Finetuning a model means updating the model itself over a set of data to improve the model in a variety of ways. This can include improving the quality of outputs, reducing hallucinations, memorizing more data holistically, and reducing latency/cost.
The core of our toolkit revolves around in-context learning / retrieval augmentation, which involves using the models in inference mode and not training the models themselves.
While finetuning can be also used to “augment” a model with external data, finetuning can complement retrieval augmentation in a variety of ways:
Embedding Finetuning Benefits
Finetuning the embedding model can allow for more meaningful embedding representations over a training distribution of data –> leads to better retrieval performance.
LLM Finetuning Benefits
Allow it to learn a style over a given dataset
Allow it to learn a DSL that might be less represented in the training data (e.g. SQL)
Allow it to correct hallucinations/errors that might be hard to fix through prompt engineering
Allow it to distill a better model (e.g. GPT-4) into a simpler/cheaper model (e.g. gpt-3.5, Llama 2)
Integrations with LlamaIndex
This is an evolving guide, and there are currently three key integrations with LlamaIndex. Please check out the sections below for more details!
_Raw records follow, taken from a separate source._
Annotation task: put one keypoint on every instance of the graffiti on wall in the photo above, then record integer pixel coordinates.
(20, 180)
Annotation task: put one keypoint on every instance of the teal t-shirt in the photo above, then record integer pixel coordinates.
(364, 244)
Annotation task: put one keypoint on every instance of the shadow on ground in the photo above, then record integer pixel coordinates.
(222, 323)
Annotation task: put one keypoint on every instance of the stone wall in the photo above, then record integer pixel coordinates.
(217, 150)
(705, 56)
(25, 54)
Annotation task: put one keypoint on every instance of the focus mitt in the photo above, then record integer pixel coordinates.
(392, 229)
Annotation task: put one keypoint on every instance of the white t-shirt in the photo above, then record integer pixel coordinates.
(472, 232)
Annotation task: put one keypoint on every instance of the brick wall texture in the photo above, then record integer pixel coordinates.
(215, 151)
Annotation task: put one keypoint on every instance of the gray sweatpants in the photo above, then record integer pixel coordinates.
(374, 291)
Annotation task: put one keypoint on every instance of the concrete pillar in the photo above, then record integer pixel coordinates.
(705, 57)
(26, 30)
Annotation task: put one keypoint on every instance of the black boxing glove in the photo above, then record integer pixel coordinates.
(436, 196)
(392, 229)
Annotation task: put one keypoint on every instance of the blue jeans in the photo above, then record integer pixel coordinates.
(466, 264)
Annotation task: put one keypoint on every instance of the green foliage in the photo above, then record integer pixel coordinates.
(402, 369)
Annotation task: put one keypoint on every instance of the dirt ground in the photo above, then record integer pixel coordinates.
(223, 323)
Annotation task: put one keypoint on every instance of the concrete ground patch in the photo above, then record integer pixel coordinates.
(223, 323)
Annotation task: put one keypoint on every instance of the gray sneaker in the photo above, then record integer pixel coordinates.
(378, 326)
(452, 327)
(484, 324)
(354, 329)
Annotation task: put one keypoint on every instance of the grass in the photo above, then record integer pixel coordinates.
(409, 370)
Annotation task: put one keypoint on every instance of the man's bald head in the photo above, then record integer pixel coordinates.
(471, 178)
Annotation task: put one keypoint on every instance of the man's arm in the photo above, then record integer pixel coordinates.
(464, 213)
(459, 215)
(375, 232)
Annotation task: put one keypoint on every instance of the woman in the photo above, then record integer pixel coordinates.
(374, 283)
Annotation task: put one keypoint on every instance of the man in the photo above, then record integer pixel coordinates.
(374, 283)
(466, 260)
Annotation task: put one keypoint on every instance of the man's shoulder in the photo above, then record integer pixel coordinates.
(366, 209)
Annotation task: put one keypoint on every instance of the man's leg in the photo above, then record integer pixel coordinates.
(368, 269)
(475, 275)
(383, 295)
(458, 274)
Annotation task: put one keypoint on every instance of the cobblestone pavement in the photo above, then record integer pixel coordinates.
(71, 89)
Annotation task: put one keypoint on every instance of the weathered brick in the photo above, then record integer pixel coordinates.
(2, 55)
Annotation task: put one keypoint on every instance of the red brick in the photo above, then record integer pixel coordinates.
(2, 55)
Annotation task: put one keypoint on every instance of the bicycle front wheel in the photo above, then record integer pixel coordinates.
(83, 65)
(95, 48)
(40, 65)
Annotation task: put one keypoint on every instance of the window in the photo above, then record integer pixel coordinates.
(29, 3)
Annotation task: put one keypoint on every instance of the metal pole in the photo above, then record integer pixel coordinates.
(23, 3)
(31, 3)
Finetuning embeddings for better retrieval performance
Finetuning Llama 2 for better text-to-SQL
Finetuning gpt-3.5-turbo to distill gpt-4
Finetuning Embeddings for Better Retrieval Performance
We created a comprehensive repo/guide showing you how to finetune an open-source embedding model (in this case,
bge) over an unstructured text corpus. It consists of the following steps:
Generating a synthetic question/answer dataset using LlamaIndex over any unstructed context.
Finetuning the model
Evaluating the model.
Finetuning gives you a 5-10% increase in retrieval evaluation metrics. You can then plug this fine-tuned model into your RAG application with LlamaIndex.
Finetuning GPT-3.5 to distill GPT-4
We have multiple guides showing how to use OpenAI’s finetuning endpoints to fine-tune gpt-3.5-turbo to output GPT-4 responses for RAG/agents.
We use GPT-4 to automatically generate questions from any unstructured context, and use a GPT-4 query engine pipeline to generate “ground-truth” answers. Our
OpenAIFineTuningHandler callback automatically logs questions/answers to a dataset.
We then launch a finetuning job, and get back a distilled model. We can evaluate this model with Ragas to benchmark against a naive GPT-3.5 pipeline.
[WIP] Finetuning GPT-3.5 to Memorize Knowledge
We have a guide experimenting with showing how to use OpenAI fine-tuning to memorize a body of text. Still WIP! Not quite as good as RAG yet.
Finetuning Llama 2 for Better Text-to-SQL
In this tutorial, we show you how you can finetune Llama 2 on a text-to-SQL dataset, and then use it for structured analytics against any SQL database using LlamaIndex abstractions.
The stack includes
sql-create-context as the training dataset, OpenLLaMa as the base model, PEFT for finetuning, Modal for cloud compute, LlamaIndex for inference abstractions.